His point holds water for me, getting blocked by Google is a huge problem for
any business, and its impossible to get in touch with Google short of making a
fuss.

Consider this tweet from Dropbox:

"Having trouble reaching the right folks @ Google re: browser warnings; email
abuse@dropbox.com to help, thanks"

<http://twitter.com/Dropbox/status/5612052146>

Not to mention, the timing sucks: <http://news.ycombinator.com/item?id=935009>
(Google announces today they've increased their storage quota to 20GB/$5,
which happens to be very competitive with Dropbox).

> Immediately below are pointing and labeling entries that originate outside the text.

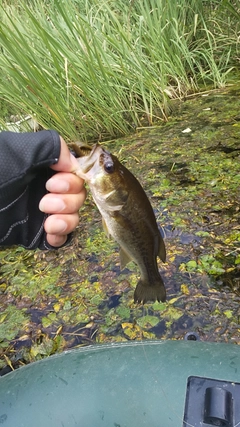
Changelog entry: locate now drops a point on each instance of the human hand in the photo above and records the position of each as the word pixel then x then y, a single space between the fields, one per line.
pixel 66 196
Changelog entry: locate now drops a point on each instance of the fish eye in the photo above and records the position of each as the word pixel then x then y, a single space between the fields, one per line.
pixel 109 167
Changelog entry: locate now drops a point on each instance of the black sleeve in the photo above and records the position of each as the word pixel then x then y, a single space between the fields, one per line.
pixel 24 170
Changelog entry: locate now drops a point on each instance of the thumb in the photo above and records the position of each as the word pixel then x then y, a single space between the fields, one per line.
pixel 66 161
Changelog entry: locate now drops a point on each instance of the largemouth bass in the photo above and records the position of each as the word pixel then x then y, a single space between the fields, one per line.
pixel 127 216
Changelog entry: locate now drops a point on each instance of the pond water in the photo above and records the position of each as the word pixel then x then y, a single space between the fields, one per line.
pixel 190 169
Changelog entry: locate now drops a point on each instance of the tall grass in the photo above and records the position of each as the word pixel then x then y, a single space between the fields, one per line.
pixel 99 68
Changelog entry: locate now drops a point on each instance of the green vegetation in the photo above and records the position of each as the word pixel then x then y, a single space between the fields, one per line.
pixel 96 69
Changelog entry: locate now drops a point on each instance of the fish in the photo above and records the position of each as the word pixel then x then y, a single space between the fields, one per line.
pixel 127 217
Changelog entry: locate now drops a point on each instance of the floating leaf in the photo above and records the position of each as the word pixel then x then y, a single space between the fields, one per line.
pixel 147 321
pixel 184 289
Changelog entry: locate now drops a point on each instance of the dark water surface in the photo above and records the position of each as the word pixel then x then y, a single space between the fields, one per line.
pixel 190 169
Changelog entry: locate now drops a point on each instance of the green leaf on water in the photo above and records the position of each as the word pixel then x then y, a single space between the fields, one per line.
pixel 147 321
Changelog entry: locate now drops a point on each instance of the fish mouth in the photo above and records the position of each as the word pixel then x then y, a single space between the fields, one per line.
pixel 87 162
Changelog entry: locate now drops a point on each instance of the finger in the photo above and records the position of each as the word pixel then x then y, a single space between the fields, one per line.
pixel 66 161
pixel 65 182
pixel 53 203
pixel 56 240
pixel 61 225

Not getting out the tinfoil hat, but this isn't right.

------
jacquesm
[http://www.google.com/search?q=site%3Adropbox.com&ie=utf...](http://www.google.com/search?q=site%3Adropbox.com&ie=utf-8&oe=utf-8&aq=t&rls=com.ubuntu:en-
US:unofficial&client=firefox-a)

shows 71 pages indexed

[http://www.google.com/search?q=dropbox.com&ie=utf-8&...](http://www.google.com/search?q=dropbox.com&ie=utf-8&oe=utf-8&aq=t&rls=com.ubuntu:en-
US:unofficial&client=firefox-a)

has 1.7 million mentions

It works fine for me...

When you switch domains the history of the new domain is somewhat important
and how you go about switching is pretty important too if you want to keep
your google traffic.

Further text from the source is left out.